[PATCH] phase: improve retractboundary perf

Thu Nov 12 13:33:39 CST 2015

On 11/11/2015 03:20 PM, Durham Goode wrote:
> On 11/9/15 1:12 PM, Martin von Zweigbergk wrote:
>>
>>
>> On Sat, Nov 7, 2015 at 4:13 PM Durham Goode <durham at fb.com
>> <mailto:durham at fb.com>> wrote:
>>
>>     # HG changeset patch
>>     # User Durham Goode <durham at fb.com <mailto:durham at fb.com>>
>>     # Date 1446941509 28800
>>     #      Sat Nov 07 16:11:49 2015 -0800
>>     # Node ID 60db725e6c3d79385908a948ce5620419c22ac51
>>     # Parent  3b5d30cbbf1132be2325c5362a156038bdc84e2c
>>     phase: improve retractboundary perf
>>
>>     The existing retractboundary implementation computed the new
>>     boundary by walking
>>     all descendants of all existing roots and computing the new roots.
>>     This is
>>     O(commits since first root), which on long repos can be hundreds
>>     of thousands of
>>     commits.
>>
>>     The new algorithm only updates roots that are greater than the new
>>     root
>>     locations.

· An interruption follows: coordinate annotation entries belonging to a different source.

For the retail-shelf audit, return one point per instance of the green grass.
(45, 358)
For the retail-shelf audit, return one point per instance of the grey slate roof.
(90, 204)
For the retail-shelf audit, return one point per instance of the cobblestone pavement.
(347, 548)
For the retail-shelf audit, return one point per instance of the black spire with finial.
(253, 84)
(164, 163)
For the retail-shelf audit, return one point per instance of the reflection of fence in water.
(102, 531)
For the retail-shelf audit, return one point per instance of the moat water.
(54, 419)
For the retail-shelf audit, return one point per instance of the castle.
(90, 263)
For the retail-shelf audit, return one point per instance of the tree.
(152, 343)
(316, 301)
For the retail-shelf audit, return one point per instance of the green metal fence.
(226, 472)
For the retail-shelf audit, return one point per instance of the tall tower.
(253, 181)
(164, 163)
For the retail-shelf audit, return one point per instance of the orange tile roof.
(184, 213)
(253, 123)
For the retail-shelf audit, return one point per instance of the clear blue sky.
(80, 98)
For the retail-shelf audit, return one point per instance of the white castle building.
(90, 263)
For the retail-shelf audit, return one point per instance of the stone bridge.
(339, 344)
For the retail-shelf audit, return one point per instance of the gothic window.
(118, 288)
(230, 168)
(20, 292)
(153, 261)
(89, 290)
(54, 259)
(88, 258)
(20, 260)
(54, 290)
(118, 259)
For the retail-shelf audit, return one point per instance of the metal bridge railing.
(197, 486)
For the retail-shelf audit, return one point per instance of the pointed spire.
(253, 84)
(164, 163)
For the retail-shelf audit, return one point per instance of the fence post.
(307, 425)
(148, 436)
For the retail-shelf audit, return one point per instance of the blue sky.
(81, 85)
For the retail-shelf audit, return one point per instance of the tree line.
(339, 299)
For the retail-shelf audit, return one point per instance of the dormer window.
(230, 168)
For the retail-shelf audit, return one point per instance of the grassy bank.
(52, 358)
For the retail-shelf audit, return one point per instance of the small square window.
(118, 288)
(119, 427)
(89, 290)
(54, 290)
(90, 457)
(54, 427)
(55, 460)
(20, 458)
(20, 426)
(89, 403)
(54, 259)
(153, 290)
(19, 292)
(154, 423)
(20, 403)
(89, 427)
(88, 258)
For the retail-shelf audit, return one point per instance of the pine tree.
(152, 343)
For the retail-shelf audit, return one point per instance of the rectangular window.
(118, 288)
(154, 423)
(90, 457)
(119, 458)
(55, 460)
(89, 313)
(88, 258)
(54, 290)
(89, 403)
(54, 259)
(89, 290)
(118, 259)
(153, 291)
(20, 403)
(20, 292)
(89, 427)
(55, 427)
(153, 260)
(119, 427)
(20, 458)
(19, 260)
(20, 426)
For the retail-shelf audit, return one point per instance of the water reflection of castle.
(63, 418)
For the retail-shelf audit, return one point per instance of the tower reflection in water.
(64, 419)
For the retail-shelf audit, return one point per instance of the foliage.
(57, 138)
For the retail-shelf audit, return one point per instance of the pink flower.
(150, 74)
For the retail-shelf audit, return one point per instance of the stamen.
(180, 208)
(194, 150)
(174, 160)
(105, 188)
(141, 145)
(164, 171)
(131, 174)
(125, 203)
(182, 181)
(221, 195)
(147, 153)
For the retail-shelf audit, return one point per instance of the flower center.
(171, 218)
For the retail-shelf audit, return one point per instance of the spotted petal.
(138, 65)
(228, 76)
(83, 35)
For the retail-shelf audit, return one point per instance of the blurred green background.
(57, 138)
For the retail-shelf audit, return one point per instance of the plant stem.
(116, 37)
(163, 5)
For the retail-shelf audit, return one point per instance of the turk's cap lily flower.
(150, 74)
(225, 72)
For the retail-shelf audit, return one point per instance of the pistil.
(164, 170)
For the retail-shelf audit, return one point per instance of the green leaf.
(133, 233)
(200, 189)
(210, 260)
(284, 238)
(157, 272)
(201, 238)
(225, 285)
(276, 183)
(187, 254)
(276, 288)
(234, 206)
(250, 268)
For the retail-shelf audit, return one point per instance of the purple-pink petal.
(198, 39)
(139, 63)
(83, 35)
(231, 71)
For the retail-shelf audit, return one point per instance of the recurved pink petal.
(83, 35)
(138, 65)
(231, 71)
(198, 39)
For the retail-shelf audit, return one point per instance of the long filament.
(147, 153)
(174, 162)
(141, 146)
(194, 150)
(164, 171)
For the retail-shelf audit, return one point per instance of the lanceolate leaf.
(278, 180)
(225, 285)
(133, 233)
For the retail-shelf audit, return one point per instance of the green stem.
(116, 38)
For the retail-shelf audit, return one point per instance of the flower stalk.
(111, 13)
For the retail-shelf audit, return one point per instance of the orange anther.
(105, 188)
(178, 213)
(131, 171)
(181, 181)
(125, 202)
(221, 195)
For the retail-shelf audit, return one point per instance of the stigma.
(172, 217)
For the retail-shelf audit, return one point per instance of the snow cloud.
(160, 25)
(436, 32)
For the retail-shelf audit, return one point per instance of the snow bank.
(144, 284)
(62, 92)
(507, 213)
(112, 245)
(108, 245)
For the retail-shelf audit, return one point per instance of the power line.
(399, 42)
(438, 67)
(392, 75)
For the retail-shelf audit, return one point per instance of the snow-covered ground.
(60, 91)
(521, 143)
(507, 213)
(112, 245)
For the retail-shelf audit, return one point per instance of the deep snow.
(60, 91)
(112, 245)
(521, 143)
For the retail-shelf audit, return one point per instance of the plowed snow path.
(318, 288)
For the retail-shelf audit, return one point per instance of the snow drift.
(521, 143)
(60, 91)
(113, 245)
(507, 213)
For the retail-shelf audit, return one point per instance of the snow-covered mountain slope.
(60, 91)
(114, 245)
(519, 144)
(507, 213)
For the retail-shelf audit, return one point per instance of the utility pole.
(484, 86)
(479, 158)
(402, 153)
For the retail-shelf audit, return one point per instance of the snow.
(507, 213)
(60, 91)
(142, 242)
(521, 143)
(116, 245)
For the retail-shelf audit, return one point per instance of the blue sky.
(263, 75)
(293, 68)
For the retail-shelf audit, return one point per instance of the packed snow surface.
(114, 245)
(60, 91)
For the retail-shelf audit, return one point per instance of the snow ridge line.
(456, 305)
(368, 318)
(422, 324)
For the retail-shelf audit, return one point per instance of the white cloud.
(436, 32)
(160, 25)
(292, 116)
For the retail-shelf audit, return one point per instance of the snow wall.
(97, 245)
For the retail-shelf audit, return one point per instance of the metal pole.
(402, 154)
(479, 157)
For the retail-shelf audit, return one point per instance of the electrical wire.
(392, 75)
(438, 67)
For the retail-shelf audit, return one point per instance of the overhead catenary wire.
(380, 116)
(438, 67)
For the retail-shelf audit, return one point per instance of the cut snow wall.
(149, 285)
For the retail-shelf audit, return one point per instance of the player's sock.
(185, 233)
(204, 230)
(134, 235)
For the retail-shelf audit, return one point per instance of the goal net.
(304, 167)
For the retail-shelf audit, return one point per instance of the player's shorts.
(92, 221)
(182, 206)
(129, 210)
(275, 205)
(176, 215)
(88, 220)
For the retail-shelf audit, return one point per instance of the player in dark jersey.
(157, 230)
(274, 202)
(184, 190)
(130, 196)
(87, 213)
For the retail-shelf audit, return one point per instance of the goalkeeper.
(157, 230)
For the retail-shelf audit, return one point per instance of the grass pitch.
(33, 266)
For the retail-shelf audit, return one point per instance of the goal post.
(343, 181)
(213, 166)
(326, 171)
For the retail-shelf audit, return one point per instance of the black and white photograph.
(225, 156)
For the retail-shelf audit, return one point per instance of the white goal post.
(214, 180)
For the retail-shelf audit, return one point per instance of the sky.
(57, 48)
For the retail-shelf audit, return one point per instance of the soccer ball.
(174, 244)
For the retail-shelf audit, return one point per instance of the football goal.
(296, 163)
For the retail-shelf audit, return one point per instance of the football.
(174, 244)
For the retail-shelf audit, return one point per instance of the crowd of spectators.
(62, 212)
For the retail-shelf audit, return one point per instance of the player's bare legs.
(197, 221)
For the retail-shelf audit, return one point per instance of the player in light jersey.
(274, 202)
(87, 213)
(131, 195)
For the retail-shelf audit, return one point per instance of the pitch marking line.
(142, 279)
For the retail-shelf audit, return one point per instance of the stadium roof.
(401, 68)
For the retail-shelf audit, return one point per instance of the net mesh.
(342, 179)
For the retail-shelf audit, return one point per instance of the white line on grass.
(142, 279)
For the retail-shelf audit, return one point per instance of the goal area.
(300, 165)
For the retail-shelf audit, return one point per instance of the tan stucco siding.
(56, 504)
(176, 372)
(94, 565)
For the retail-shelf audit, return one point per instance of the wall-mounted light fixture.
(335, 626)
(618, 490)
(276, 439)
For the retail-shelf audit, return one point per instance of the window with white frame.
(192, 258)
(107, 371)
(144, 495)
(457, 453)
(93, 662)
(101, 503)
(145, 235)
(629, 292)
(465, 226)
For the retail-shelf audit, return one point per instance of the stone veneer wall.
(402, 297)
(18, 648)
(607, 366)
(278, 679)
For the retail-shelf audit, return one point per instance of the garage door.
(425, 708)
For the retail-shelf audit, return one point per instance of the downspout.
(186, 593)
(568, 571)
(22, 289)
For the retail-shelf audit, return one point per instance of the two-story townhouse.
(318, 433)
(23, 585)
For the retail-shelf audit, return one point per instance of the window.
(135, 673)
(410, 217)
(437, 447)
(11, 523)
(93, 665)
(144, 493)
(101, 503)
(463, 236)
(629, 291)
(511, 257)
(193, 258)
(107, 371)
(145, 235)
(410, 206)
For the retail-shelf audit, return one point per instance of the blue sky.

For common operations like commit on a repo with the
>>     earliest root
>>     several hundred thousand commits ago, this makes retractboundary
>>     go from
>>     1 second to 0.008 seconds.
>>
>>
> There was some discussion on IRC about the safety of this (i.e. what if
> the new nodes are already part of the phase, etc).  I've looked into it
> and believe this patch is safe:
>
> 1) The old existing code already filters the input nodes to only contain
> nodes that require retracting (i.e. we only make node X a new root if
> the old phase is less than the target phase), so there's no chance of us
> adding a unnecessary root to the phase (unless the input root is made
> unnecessary by another root in the same input, but see point #3).
>
> 2) Another way of thinking about this is:  the only way the new
> algorithm would be different from the old algorithm is if it added a
> root that is a descendant of an old root (since the old algorithm
> would've caught this in the big "roots(%ln::)".  At the beginning of the
> function, when we filter out roots that already meet the phase criteria,
> the *definition* of meeting the phase criteria is "not being a
> descendant of an existing root".  Therefore, by definition none of the
> new roots we are processing are descendants of an existing root.
>
> 3) If two nodes are passed in as input, and one node is an ancestor of
> the other (and therefore the later node should not be a root), this is
> still caught by the 'roots(%ln::)' revset. So there's no chance of an
> extra root being introduced that way either.

I've added this explanation to the description and pushed the result to 
the clowncopter. Thanks for double checking.

-- 
Pierre-Yves David